If we set INT_MAX to sk->sk_rcvbuf, the condition is always false as sk->sk_rmem_alloc is also signed int.
Then, the size of the incoming skb is added to sk->sk_rmem_alloc unconditionally.
This results in integer overflow (possibly multiple times) on sk->sk_rmem_alloc and allows a single socket to have skb up to net.core.udp_mem[1].
For example, if we set a large value to udp_mem[1] and INT_MAX to sk->sk_rcvbuf and flood packets to the socket, we can see multiple overflows:
UDP: inuse 3 mem 7956736 <-- (7956736 << 12) bytes > INT_MAX * 15 ^- PAGE_SHIFT
State Recv-Q ... UNCONN -1757018048 ... <-- flipping the sign repeatedly skmem:(r2537949248,rb2147483646,t0,tb212992,f1984,w0,o0,bl0,d0)
Previously, we had a boundary check for INT_MAX, which was removed by commit 6a1f12dd85a8 ("udp: relax atomic operation on sk->sk_rmem_alloc").
A complete fix would be to revert it and cap the right operand by INT_MAX:
rmem = atomic_add_return(size, &sk->sk_rmem_alloc); if (rmem > min(size + (unsigned int)sk->sk_rcvbuf, INT_MAX)) goto uncharge_drop;
but we do not want to add the expensive atomic_add_return() back just for the corner case.
Casting rmem to unsigned int prevents multiple wraparounds, but we still allow a single wraparound.
UDP: inuse 3 mem 524288 <-- (INT_MAX + 1) >> 12
State Recv-Q ... UNCONN -2147482816 ... <-- INT_MAX + 831 bytes skmem:(r2147484480,rb2147483646,t0,tb212992,f3264,w0,o0,bl0,d14468947)

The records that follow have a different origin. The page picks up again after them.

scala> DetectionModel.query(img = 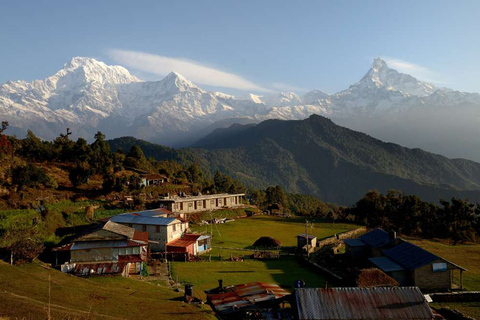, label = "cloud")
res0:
[108,49,271,92]
[382,57,443,83]
[272,82,308,92]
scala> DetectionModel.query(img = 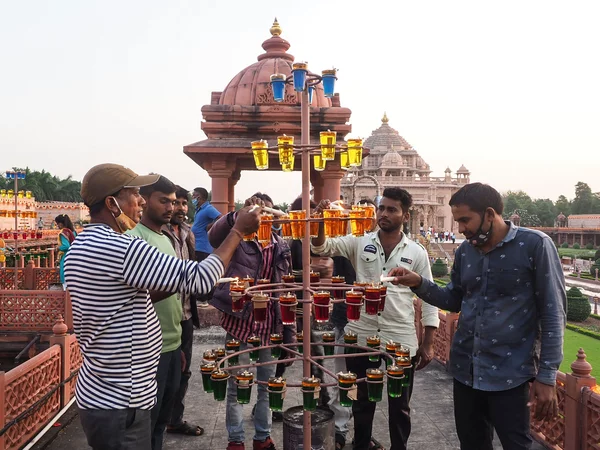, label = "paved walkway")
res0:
[35,326,543,450]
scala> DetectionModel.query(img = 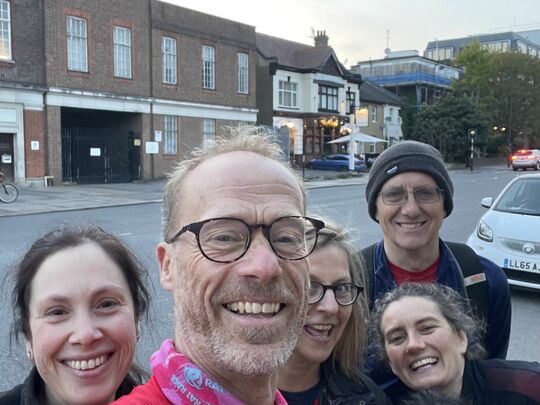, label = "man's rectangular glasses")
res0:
[166,216,324,263]
[379,187,444,205]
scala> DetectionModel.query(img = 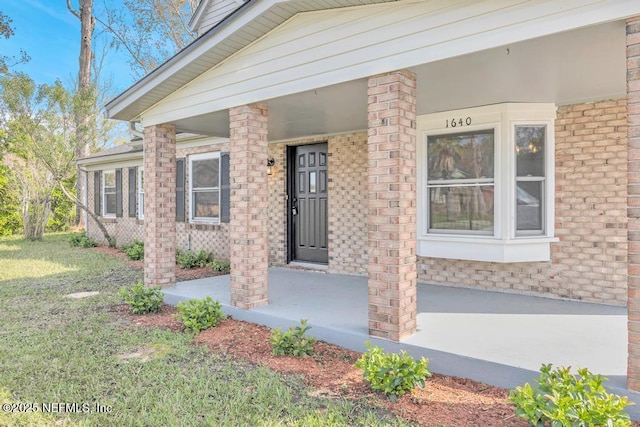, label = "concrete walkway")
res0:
[164,268,640,419]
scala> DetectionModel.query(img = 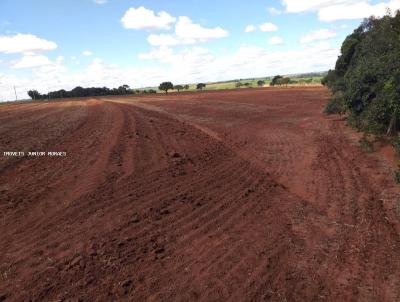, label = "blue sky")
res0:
[0,0,400,101]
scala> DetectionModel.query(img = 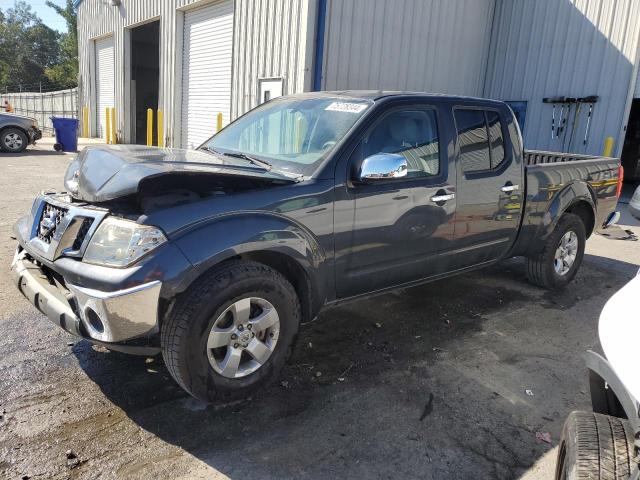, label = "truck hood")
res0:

So, let's define rmem and rcvbuf as unsigned int and check skb->truesize only when rcvbuf is large enough to lower the overflow possibility.
Note that we still have a small chance to see overflow if multiple skbs to the same socket are processed on different core at the same time and each size does not exceed the limit but the total size does.
Note also that we must ignore skb->truesize for a small buffer as explained in commit 363dc73acacb ("udp: be less conservative with sock rmem accounting").